It's ten o'clock on a Wednesday night and articles are due at midnight, yet here I am once again just starting my article. Once again I have no idea what to write about. This is nothing even slightly new to me, I tend to make this mistake every week. Not just when it comes to Odyssey articles, but pretty much every aspect of my life. I didn't start studying for my 8:45 am Wednesday final until 6:00 pm Tuesday night.
Procrastinating is nothing new to me. I've done this to myself for my whole life. In grade school, I used to stay up until the early hours of the morning and would do my homework then because I had better things to do during the day. Also, everyone knows that diamonds are made under pressure.
Every class, every quarter, every semester, every year, it's the same thing every time. I put things off until the last minute and stay up late, throwing off my sleep schedule and general sanity every time I have homework, a test, or a presentation. It's a terrible, horrible, awful habit that I just don't seem to be able to break. I hate that I do it, but I still do it over and over again. And I continue to hate myself for it over and over again.
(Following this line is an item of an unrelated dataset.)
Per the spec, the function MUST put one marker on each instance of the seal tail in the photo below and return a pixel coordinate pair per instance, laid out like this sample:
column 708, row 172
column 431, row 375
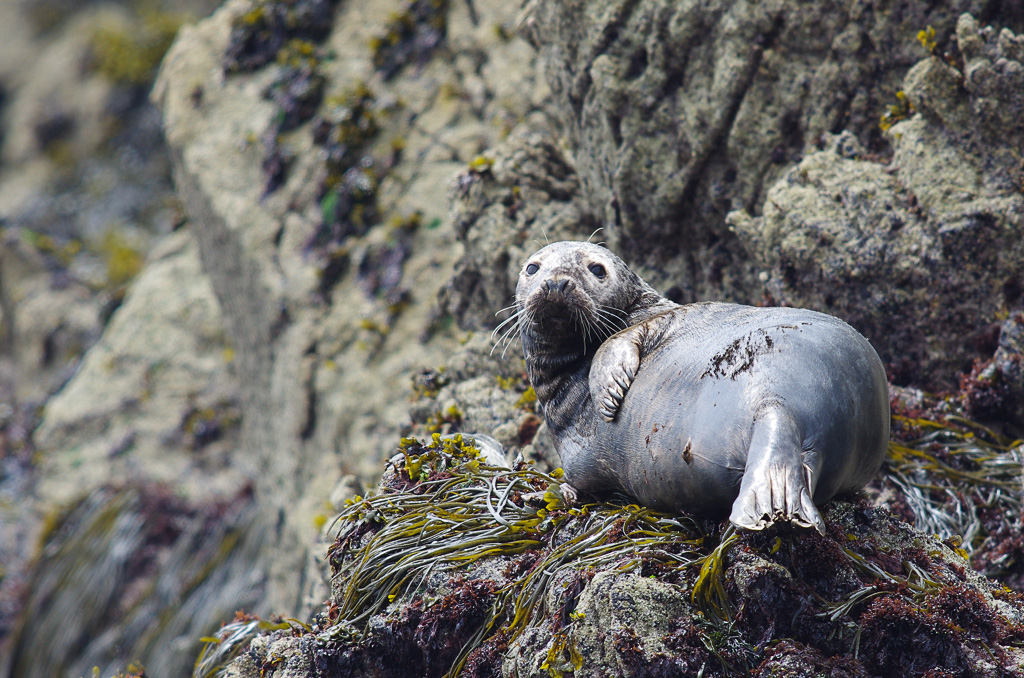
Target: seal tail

I have two finals tomorrow and I have yet to start studying for either. I truly am the worst kind of student.
Someday I'll be able to stop procrastinating, I'm sure. Someday I'll get my stuff turned in on time, I'll start my projects two, three days.. hell maybe even a week before they're due. I'll do my homework the day it's assigned, not the night before or morning that it's due. Someday. Maybe...
Eh, probably not. But hey, we all can dream, right?